Although he was flying his beloved F-106, Dave was unhappy in the New Jersey Air Guard. I never knew exactly why. He complained of the same things that he did on active duty ("too much paperwork, too much bullshit"), which puzzled me. I was in a Guard unit also and was very happy with it. I knew it was radically different from the active Air Force. He just didn't fit the military mold, I figured. But Dave had always been profoundly different, a self-proclaimed marcher to a different drummer.
Finally one day he up and quit the Guard. His story was classically DeRamus. He had flown his Yankee into Atlantic City Airport and called the Guard Base, asking them to come over from their side of the field and pick him up, as they usually did. But he waited for an hour, and becoming impatient, he impulsively decided to walk over to the personnel office, which was nearby, and file separation papers. He then crawled back into the Yankee and left the military forever.
He made the papers and TV when he flew PEX's inaugural flight into Birmingham. It was a godsend for him. He could then live in Birmingham and commute to his base in Newark, and the publicity seemed to him a warm invitation to come home to the South and settle. And despite his despondency about his new employer, Continental Airlines, which acquired PEX, he seemed to be happier than he ever had been. But something was happening to him.
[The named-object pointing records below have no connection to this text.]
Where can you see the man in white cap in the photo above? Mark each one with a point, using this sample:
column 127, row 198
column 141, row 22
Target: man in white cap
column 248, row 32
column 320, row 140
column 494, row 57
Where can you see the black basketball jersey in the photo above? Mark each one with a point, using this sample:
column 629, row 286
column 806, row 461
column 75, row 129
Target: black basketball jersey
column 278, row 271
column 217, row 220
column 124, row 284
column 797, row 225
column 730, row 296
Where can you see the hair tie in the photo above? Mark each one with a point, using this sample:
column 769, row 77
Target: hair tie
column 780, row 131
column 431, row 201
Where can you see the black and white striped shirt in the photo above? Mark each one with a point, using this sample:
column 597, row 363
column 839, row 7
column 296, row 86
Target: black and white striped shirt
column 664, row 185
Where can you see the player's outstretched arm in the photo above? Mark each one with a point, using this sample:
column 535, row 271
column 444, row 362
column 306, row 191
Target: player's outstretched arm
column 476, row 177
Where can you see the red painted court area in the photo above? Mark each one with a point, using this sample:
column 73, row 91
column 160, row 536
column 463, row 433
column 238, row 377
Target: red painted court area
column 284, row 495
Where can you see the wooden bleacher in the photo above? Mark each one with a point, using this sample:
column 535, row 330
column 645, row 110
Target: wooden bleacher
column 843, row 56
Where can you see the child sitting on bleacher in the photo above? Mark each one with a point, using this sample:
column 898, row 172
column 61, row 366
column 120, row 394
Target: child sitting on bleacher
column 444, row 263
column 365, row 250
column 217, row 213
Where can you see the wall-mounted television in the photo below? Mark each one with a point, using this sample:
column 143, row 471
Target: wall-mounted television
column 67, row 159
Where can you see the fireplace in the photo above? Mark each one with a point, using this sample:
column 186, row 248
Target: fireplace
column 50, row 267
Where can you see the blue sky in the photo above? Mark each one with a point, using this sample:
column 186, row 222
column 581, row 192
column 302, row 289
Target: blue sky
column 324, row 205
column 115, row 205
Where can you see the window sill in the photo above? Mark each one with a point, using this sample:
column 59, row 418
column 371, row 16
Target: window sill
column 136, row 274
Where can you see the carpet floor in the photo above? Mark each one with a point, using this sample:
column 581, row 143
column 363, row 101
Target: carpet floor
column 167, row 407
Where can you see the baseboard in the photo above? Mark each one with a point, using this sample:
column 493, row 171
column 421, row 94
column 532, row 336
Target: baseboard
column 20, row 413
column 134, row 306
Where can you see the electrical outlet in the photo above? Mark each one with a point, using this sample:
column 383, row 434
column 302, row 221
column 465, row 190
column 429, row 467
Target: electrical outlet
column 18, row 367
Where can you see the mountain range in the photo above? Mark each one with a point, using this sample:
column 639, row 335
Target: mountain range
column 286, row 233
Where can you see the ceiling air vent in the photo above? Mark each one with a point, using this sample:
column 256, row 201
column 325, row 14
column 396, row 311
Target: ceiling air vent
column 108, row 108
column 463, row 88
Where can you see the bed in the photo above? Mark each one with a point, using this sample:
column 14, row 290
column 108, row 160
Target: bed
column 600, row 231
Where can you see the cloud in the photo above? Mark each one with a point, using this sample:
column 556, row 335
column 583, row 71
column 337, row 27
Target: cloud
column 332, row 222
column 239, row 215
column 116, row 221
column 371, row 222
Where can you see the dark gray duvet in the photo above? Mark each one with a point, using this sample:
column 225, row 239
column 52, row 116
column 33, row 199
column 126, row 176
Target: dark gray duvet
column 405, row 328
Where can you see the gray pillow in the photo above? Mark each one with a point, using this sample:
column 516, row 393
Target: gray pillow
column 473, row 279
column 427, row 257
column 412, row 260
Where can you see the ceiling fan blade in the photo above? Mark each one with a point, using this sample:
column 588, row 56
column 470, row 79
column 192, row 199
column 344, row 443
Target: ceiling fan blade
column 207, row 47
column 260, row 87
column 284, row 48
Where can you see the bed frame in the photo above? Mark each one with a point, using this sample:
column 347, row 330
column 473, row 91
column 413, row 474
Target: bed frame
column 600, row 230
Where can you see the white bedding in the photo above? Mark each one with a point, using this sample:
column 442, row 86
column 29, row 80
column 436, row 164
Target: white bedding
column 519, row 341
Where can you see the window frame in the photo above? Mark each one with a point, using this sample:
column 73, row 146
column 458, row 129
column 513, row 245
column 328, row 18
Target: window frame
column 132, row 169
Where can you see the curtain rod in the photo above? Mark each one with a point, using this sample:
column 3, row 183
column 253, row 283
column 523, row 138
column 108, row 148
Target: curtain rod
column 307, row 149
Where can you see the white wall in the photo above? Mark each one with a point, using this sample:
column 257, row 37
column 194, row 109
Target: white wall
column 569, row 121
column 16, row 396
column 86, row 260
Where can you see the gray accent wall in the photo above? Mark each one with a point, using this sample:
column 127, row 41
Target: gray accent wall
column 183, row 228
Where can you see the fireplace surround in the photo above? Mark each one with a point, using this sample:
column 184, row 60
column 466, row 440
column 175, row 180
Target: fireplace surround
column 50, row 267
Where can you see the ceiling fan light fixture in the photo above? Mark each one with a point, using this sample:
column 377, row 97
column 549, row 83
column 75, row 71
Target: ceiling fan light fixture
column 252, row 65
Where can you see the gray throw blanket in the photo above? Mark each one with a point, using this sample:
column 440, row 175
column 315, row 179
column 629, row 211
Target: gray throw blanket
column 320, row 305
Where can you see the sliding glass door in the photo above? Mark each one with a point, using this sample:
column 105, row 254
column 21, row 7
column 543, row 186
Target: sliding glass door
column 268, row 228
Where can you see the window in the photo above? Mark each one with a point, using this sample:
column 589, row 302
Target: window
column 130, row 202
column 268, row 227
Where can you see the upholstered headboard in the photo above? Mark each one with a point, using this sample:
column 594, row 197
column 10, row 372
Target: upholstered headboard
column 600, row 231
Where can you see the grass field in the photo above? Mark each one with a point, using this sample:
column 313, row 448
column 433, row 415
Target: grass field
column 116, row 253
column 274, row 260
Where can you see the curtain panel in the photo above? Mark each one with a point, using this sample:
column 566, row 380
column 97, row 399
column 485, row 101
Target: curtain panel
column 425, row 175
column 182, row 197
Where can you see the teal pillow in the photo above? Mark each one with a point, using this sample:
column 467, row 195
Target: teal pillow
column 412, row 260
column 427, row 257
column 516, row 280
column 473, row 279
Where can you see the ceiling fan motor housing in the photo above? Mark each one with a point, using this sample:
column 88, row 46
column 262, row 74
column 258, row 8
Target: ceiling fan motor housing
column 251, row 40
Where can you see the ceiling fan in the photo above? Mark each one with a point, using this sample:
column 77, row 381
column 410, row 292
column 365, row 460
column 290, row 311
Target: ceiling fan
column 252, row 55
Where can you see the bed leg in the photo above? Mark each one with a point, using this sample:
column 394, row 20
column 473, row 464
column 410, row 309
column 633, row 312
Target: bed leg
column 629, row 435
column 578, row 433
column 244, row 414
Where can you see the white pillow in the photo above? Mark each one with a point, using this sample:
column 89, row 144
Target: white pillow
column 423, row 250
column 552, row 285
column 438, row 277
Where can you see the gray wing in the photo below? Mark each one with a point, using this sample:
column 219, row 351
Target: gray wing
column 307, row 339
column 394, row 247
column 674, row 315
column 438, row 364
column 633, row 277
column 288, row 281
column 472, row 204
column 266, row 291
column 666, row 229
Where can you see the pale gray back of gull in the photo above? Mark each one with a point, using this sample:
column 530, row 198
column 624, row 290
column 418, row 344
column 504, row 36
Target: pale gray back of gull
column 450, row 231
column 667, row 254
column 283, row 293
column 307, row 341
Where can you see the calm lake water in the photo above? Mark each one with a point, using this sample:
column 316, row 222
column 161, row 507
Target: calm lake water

I called him and learned that he had just gotten over a bout with pneumonia and was on extended sick leave from the airline. But he assured me that he was doing well and in fact welcomed the respite as a chance to begin writing a book. The book would be about flying, of course, a techno-thriller about a Russian bomber pilot. It was something he had been inspired to do after he had met Victor Belenko, the heralded Soviet pilot who had defected in a MiG-25 several years earlier.